Date of Award

2018

Degree Type

Dissertation

Degree Name

Doctor of Philosophy (PhD)

Graduate Group

Cell & Molecular Biology

First Advisor

Katharine J. Bar

Abstract

In HIV-infected patients, combination antiretroviral therapy (cART) during HIV-1 infection potently suppresses viral replication and slows progression to AIDS. Upon cessation of cART, however, systemic infection is rapidly re-established due to the long-lived pool of latently infected cells, or HIV reservoir, that is seeded early in infection and persists despite years of cART in patients. This long-lived reservoir is the target of novel curative strategies. In order to determine in vivo efficacy of these interventions, closely monitored analytical treatment interruption (ATI) is required. Previously conducted ATI trials have provided important baseline information regarding the kinetics and diversity of viruses emerging from latency. As future HIV curative clinical trials move towards prolonged periods of ATI, studies assessing the effect of ATI on host virus-immune dynamics will provide an important baseline that will further our understanding of trial outcomes.
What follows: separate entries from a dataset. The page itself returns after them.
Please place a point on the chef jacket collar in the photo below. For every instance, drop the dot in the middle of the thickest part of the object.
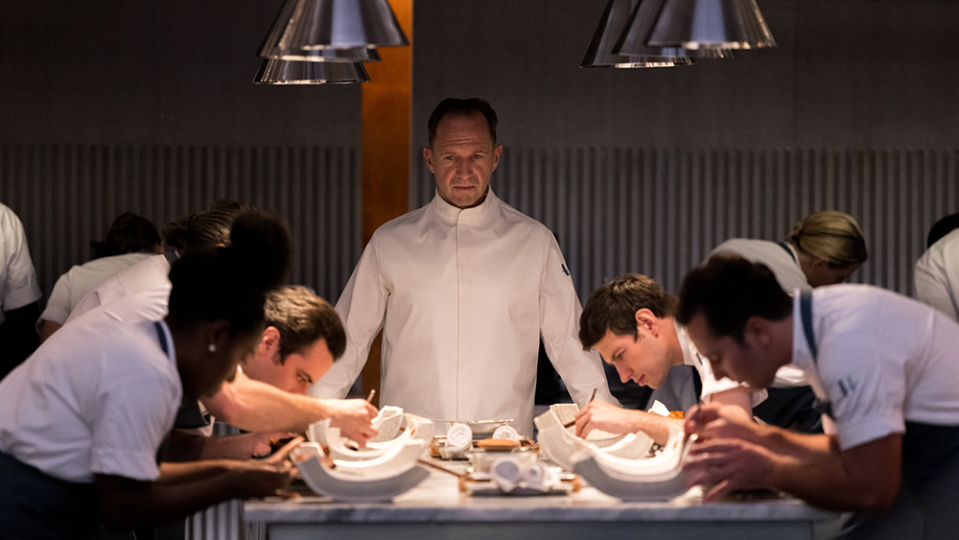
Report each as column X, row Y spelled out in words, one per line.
column 802, row 355
column 691, row 356
column 451, row 214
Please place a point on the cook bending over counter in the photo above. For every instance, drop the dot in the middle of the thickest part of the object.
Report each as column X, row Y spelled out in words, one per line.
column 885, row 369
column 243, row 402
column 463, row 288
column 630, row 320
column 83, row 418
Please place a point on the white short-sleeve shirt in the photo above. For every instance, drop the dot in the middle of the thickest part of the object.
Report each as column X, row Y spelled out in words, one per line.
column 72, row 286
column 18, row 279
column 96, row 398
column 937, row 275
column 883, row 359
column 463, row 297
column 150, row 274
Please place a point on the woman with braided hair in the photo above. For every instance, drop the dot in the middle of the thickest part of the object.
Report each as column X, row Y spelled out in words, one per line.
column 82, row 420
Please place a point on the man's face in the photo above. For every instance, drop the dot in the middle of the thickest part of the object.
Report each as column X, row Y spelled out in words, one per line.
column 827, row 275
column 643, row 360
column 743, row 362
column 221, row 367
column 462, row 159
column 300, row 370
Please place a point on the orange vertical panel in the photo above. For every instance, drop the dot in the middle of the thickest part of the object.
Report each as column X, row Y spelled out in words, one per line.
column 386, row 110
In this thesis, I conducted single genome sequencing (SGS) of HIV-1 env and neutralization assays using autologous antibodies to characterize the viral and immune dynamics of rebound in two clinical trials: a longitudinal ATI study in the absence of any intervention, and a brief ATI study involving administration of the broadly neutralizing antibody VRC01. Our data, consistent with previous studies, demonstrated that viral rebound occurs within four weeks of ATI and is established by multiple latently infected cells in the majority of HIV-infected participants. Analyses of plasma containing VRC01 and/or autologous antibodies show that latent reservoir viruses can experience an antibody-mediated neutralization sieve effect, thus preventing the persistence of antibody-sensitive viruses. Additionally, SGS of latent viruses before and after brief ATI show that the size and composition of the peripheral latent viral reservoir is not significantly altered during ATI, demonstrating that short-term ATI is safe. Taken together, these data highlight the complex virus-host dynamics during ATI, and further suggest that passively infused or host-derived neutralizing antibodies can exert selective pressure, altering the evolution of HIV in its host.